The medieval world is marked by its distinctly alien and yet surprisingly modern character. Its symbolic system and interpretation of the world is complex and often self-contradictory: on the one hand stands a religious tradition that suspiciously rejects anything heterodox as heretical, idolotrous, evil, or untrue; on the other hand stands a cross-tradition embracing the fantastic, the erotic, the unconscious, and the subversive. This course will introduce students to the alterity of the Middle Ages by surveying a broad canvas of medieval authors and genres alongside their critical and historical traditions. We will address such topics as the placement of self, authorship, and authority in the medieval text; the processes of medieval reader-response and interpretation; and gender and sexuality in medieval culture.
Texts:
Augustine, Confessions
The Book of Margery Kempe
Chretien de Troyes, Arthurian Romances
Dante, Vita Nuova
The Letters of Abelard and Heloise
Marie de France, Lais
Malory, Morte Darthur (ed. Helen Cooper)
Pearl
Lacan, Ecrits (optional)
various xeroxes and web documents
Course Requirements:
I. Attendance and participation in all seminar meetings
II. Oral presentation, 10-15 minutes, introducing the rest of the class to salient concepts from one of the critical or theoretical texts on the syllabus. The presentation will then serve as a launching point for class discussing. A written form of the presentation should also be submitted to me on the day delivered.
III. Seminar paper, 15-20 pages typed, double-spaced, on a topic of your choice, which discusses in some fashion one of the literary texts of the class in relation to some critical perspective or concept.
Schedule:
Alterity, Hermeneutics, Culture, Historicism
Week 1: Introduction
Week 2: Reading: Boccaccio, from Decameron; Malory, Books I and VI (Sangrail); Jauss, "Alterity and Modernity of Medieval Literature"; Questions: How do we know the truth about the past? Note narrator's claims not to know the truth, attribution of this difficulty to historical distance, differences between Malory and his sources.
Week 3: Reading: Malory, Books VII (Lancelot and Guenivere) and VIII (Death of Arthur). Questions: What is the nature of the conflict between the ideal and the real? The true and the false?
Self, Author, Authority
Week 4: Reading: Chretien de Troyes, Erec et Enide. Hegel, master-slave dialectic.

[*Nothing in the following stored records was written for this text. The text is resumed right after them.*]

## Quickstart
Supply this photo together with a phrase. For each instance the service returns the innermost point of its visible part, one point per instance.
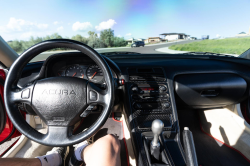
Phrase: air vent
(147, 77)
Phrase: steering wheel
(58, 101)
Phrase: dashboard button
(92, 96)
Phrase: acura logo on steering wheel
(58, 92)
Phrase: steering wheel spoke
(95, 95)
(58, 134)
(23, 95)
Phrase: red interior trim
(225, 144)
(9, 148)
(124, 140)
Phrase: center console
(149, 96)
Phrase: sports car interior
(165, 109)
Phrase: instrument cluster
(90, 72)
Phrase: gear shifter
(157, 126)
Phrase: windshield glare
(173, 27)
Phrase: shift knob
(157, 127)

Lacan, "The Mirror-phase." What is the self and how do we conceive of it?
Week 5: Reading: Chretien de Troyes, Lancelot.
Week 6: Reading: Augustine, Confessions. Why is it necessary to sublimate the individuality of the self for a communal or ideological purpose? How is this achieved?
Week 7: Reading: Dante, La Vita Nuova. What is the role of the author? How does personal experience become authoritative?
Sign, Text, Reader
Week 8: Reading: Petrarch, Lyric Poems and Book I of Secretum (from web). What is the role of the reader in the text? How does personal experience mediate what we learn from the "authorities"?
Week 9: Reading: Pearl; Augustine, On Christian Doctrine (xerox). What is the role of the "sign" in the medieval text? In the medieval world? How does the reader learn to read the world via the "book of nature"?
Week 10: Reading: Marie de France, "Chaitivel," "Chevrefoil," "Guigemar." Note the pared-down world of the text: every word, action, and image is laden with significance.
Week 11: Reading: Chretien de Troyes, Perceval
Gender, Textuality, Sexuality
Week 12: Reading: Abelard and Heloise, Historia Calamitatum and Letters (1-3). Marie de France, "Eliduc," "Laustic." How are women framed in male discourse? In female discourse? How are women enslaved by the ideology of courtly love?
Week 13: Reading: Book of Margery Kempe chs 1-5, 11-14, 24, 35-36, and 59; Lacan, "Aggressivity in Psychoanalysis."
Week 14: Reading: Debate between Helen and Ganymede (Boswell); Alain de Lille, Complaint of Nature (from web). What is the relationship between sexuality, writing, and philosophy?
Week 15: Reading: Amis e Amilun; "Lanval" from Marie de France; Sedgwick, Between Men. How might Sedgwick's elaboration of "homosocial behavior" provide ways of conceptualizing the conflict between interior and social roles?